Fehrenbach, Frank. Compendia mundi. Gianlorenzo Berninis 'Fontana dei Quattro Fiumi' (1648-51) und Nicola Salvis 'Fontana di Trevi' (1732-62). Berlin and München: Deutscher Kunstverlag, 2008. (I Mandorli, 7.)
-. "Calor nativus - Color vitale. Prolegomena zu einer Ästhetik des 'Lebendigen Bildes' in der frühen Neuzeit." In Visuelle Topoi: Erfindung und tradiertes Wissen in den Künsten der italienischen Renaissance, edited by Ulrich Pfisterer and Max Seidel, 151-170. Berlin and München: Deutscher Kunstverlag, 2003.
-. Licht und Wasser: Zur Dynamik naturphilosophischer Leitbilder im Werk Leonardo da Vincis. Tübingen: Wasmuth, 1997. (Tübinger Studien zur Archäologie und Kunstgeschichte, 16.)
Tuesday Colloquium, 15.02.2011
"Vivacity" in the Art Discourse of the Italian Renaissance
My project at the Wissenschaftskolleg is an analysis of one of the predominant topoi of the Italian Renaissance - vivacity. For Giorgio Vasari, the most influential art critic of all time, the term - with its semantic derivatives (vivacità, vivezza, più vivo della vita, etc.) - marks the central criterium of a model that began in Florence in 1260 and culminated in Michelangelo. It is first in the terza maniera of art after 1500 (beginning with Leonardo da Vinci) that painting and sculpture seem to come to life. Many authors agreed with Aristotle that vivacity was primarily self-movement, reproduction (respiration) and perception, those classic hallmarks of the enlivened animal organism. Even the use of the biological category in the art discourse has a pre-history that reaches back to the ancient Greeks. Shortly after 1300, Dante ascribed to God, that greatest of artists, the ability to animate his narrative marble reliefs in purgatory in such a way as to make the dead appear truly dead.

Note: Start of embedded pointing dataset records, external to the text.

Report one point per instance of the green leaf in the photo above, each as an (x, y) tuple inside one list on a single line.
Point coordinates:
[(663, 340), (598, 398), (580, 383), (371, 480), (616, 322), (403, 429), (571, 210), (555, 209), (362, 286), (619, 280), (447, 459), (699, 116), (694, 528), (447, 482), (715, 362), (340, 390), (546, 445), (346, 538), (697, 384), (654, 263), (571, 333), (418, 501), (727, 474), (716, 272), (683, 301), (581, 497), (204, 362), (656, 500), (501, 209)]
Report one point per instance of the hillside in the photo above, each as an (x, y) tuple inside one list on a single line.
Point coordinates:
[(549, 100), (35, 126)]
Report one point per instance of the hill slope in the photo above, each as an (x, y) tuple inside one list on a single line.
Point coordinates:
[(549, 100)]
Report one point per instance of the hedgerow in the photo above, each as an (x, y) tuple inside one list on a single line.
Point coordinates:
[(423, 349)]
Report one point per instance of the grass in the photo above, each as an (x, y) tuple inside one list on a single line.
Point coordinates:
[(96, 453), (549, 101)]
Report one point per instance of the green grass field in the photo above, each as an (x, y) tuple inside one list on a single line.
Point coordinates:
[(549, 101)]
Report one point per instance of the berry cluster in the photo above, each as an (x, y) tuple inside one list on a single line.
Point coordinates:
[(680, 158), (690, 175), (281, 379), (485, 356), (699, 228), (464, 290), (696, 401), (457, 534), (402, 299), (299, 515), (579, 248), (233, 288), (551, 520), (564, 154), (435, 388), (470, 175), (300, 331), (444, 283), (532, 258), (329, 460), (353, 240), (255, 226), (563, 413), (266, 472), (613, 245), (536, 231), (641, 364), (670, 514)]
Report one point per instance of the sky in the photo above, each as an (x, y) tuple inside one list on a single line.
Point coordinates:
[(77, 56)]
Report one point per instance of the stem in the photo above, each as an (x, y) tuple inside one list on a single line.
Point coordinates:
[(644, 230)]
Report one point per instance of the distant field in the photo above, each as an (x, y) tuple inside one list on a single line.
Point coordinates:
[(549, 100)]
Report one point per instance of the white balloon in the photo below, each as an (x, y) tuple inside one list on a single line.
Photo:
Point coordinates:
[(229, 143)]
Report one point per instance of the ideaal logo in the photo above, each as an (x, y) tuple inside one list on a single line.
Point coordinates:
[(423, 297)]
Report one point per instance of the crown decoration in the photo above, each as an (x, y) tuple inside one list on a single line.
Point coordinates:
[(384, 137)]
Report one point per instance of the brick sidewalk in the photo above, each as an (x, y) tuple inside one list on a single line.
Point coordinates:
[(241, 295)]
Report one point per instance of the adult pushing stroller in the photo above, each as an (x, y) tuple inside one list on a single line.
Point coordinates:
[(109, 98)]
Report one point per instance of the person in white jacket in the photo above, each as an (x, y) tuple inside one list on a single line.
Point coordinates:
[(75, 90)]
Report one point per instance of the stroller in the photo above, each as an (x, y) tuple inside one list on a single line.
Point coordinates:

But the authors of the Renaissance went beyond the striking vividness of works of art. It is mostly the case that the topos of praise was part of a dialectical constellation in which the actual inanimateness of the artifact is constantly changing into the emergence or (as Niklaus Largier would perhaps put it:) possibility of life - and vice versa. It is precisely this oscillation that is of much greater interest to artists and their audience than perfect illusions (automatons, Doppelgänger, horror, pornography). Paradigmatic for this dialectic is the poetic diptych composed by Petrarch in his canzoniere in sonnets 77 and 78 - the breathing and seeing body and soul of the beloved would seem to be alive in her portrait (77); but it remains mute and gives no answer to the questions posed by her love. The dialectic of presence and withdrawal remains irresolvable; it rests on the active sensual-imaginative sympathy of the observer. My project is also concerned with showing this oscillation in the early modern discourse in natural philosophy and medicine on the living body (as an inclusion of the dead in the organism).
For my depiction I will be concentrating on two examples from the sixteenth century - Michelangelo's Non-finito and a portrait by Tizian, framed by certain general considerations regarding the project and a provisional outline of my planned book's chapters.